Figure 8.

The NLRP3-PYCARD inflammasome promotes insulin resistance in vivo. (a) Blood glucose and insulin levels were measured in WT (n=6), Nlrp3^−/− (n=5) or Pycard^−/− (n=6) mice under fasting or re-fed conditions after HFD feeding for 12 weeks. (b-e) Glucose tolerance test (GTT) (b, d) and insulin tolerance test (ITT) (c, e) were performed for WT, Nlrp3^−/− (b, c) and Pycard^−/− (d, e) mice on HFD for 12 weeks. (f) GTT was conducted on the indicated bone marrow chimeric mice on HFD for 12 weeks. (g, h) Insulin-stimulated phosphorylation of IRβ, IRS1 and Akt (Ser473) in liver tissues of individual WT and Pycard^−/− mice (g), and phospho-Akt (Ser473) in liver, white adipose (WAT) and muscle tissues of individual WT and Nlrp3^−/− mice (h) on HFD for 12 weeks after insulin (2 IU/kg body weight) infusion.
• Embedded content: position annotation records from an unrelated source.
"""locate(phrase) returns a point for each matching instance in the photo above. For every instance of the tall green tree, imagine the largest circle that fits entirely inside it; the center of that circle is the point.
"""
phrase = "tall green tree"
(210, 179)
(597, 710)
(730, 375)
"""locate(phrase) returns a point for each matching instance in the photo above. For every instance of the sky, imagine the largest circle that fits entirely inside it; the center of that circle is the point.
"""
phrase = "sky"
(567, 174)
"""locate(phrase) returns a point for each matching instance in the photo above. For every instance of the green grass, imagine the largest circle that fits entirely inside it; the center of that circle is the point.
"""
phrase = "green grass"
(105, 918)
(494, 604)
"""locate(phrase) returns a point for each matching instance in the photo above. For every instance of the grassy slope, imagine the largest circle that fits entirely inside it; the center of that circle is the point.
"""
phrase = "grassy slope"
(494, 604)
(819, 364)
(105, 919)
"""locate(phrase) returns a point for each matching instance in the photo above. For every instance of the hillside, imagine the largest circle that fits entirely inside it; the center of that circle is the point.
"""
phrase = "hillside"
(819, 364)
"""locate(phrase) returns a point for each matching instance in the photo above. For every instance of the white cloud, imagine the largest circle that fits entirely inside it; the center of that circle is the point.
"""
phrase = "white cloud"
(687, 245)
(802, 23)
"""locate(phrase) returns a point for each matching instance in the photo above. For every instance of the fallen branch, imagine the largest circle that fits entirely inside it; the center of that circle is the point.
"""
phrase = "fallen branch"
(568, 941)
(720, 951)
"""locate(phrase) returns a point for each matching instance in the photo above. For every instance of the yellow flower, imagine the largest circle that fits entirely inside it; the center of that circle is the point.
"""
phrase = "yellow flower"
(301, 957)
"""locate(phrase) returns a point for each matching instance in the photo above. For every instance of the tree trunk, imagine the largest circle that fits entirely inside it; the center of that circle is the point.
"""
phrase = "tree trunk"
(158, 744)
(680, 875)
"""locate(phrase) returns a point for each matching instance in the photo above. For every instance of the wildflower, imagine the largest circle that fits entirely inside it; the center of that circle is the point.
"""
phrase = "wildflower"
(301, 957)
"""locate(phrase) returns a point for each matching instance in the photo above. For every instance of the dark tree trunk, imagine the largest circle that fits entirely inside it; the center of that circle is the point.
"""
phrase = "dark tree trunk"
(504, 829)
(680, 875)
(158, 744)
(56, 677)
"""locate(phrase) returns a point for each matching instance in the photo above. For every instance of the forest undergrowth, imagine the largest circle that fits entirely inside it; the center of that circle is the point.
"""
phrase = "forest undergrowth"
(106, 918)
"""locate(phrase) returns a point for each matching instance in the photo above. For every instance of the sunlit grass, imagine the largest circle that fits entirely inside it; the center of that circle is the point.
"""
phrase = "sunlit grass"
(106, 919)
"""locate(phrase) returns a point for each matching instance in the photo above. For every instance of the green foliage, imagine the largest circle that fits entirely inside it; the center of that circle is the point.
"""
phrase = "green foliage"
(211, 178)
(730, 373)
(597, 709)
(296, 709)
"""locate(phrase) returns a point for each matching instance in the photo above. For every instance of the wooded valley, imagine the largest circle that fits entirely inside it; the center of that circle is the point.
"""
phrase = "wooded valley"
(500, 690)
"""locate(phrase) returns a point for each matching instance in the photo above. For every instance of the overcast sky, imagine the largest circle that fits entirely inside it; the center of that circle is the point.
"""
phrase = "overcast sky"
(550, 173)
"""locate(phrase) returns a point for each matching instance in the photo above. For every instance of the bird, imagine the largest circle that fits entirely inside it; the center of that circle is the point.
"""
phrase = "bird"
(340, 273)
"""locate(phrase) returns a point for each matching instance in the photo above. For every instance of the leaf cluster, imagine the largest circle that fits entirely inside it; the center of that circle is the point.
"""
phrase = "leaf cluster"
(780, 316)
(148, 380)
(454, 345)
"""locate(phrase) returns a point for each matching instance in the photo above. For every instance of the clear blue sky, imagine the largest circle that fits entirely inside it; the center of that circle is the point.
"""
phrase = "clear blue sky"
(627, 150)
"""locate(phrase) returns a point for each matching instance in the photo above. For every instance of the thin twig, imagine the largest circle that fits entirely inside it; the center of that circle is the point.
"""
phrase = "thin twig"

Graphs at right of blots show the quantitation of each molecule. (i, j) Expression of Tnfa and Mcp1 mRNA relative to Actb in liver tissues of Nlrp3^−/− mice (i) and Pycard^−/− mice (j) on RD or HFD for 12 weeks. One of two independent experiments is shown (mean ± s.d.). * P < 0.05, versus controls.